As for the ongoing "Gun Control" issue, the entire Pro-gun faction's position is predicated on the interpretation issue of "lifting out of context". Such that, "... the peoples right to keep and bear arms SHALL NOT be infringed" never mind the controlling clause about "A well regulated militia" and the meaning of Militias. A big "No-No" in Constitutional interpretation...

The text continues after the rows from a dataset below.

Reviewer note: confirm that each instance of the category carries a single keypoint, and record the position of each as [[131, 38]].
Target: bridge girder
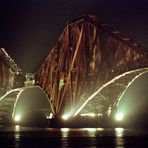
[[87, 55]]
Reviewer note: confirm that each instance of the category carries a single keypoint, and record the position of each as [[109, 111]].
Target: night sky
[[29, 28]]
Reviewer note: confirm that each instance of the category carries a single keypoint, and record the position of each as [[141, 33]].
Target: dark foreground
[[27, 137]]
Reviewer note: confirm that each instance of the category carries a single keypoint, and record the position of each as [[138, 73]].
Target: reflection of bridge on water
[[87, 71]]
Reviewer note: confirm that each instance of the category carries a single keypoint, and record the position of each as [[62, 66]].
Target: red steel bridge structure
[[87, 71]]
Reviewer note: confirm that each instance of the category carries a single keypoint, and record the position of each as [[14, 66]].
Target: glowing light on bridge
[[17, 118], [119, 116], [65, 117], [142, 71]]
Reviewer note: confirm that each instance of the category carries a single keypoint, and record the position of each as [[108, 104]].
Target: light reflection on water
[[71, 137]]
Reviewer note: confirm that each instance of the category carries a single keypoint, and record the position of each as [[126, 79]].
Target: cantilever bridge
[[89, 68]]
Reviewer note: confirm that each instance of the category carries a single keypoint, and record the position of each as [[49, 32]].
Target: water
[[26, 137]]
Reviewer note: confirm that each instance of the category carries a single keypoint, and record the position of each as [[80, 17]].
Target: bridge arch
[[124, 80], [22, 102]]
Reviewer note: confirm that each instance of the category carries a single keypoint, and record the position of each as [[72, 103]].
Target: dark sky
[[29, 28]]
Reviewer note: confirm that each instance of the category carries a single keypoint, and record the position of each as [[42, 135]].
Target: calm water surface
[[27, 137]]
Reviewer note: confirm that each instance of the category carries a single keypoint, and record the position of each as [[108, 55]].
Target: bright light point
[[50, 116], [17, 118], [119, 116], [88, 114], [17, 127], [65, 117]]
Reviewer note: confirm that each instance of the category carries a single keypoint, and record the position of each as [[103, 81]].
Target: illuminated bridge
[[89, 68], [86, 72]]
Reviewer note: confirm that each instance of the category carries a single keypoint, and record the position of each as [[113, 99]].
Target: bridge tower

Returning to the issue at hand, "Rules, Standards and Discretion". This is the fundamental issue of Governmental legislation, "Flexibility vs. Inflexibility". Such that, overly "flexible" systems lead to legislative failure due to human nature and it's tendency towards corruption. Just as "inflexibility" leads to legislative failure by it's inability to respond to the temper and conditions of the times. So a "balanced approach" is required to acheive Legislative aims and acheive a certain degree of Justice. I could go on citing how this has affected many of the issues confronting us today, but that will take an inordinate amount of time and space and in the interest of brevity, I think I'll end it here...

bean spout

Friedman suggested a rule to limit what he saw as the growing agency problem of irresponsibility and politicization of the Fed—rising agency self-serving in an unaccountable, too big Government. All rules have to be drafted broadly enough to allow the management enough flexibility to accommodate changing circumstances. Some will be ill drafted, and fail to foresee exceptions. Rules that are too lengthy or mechanical, or seek to control everything in advance, may be well-intentioned but are often unwise. Rules only work when matters are fairly routine and predictable. To me, standards verge onto moral territory, "principles."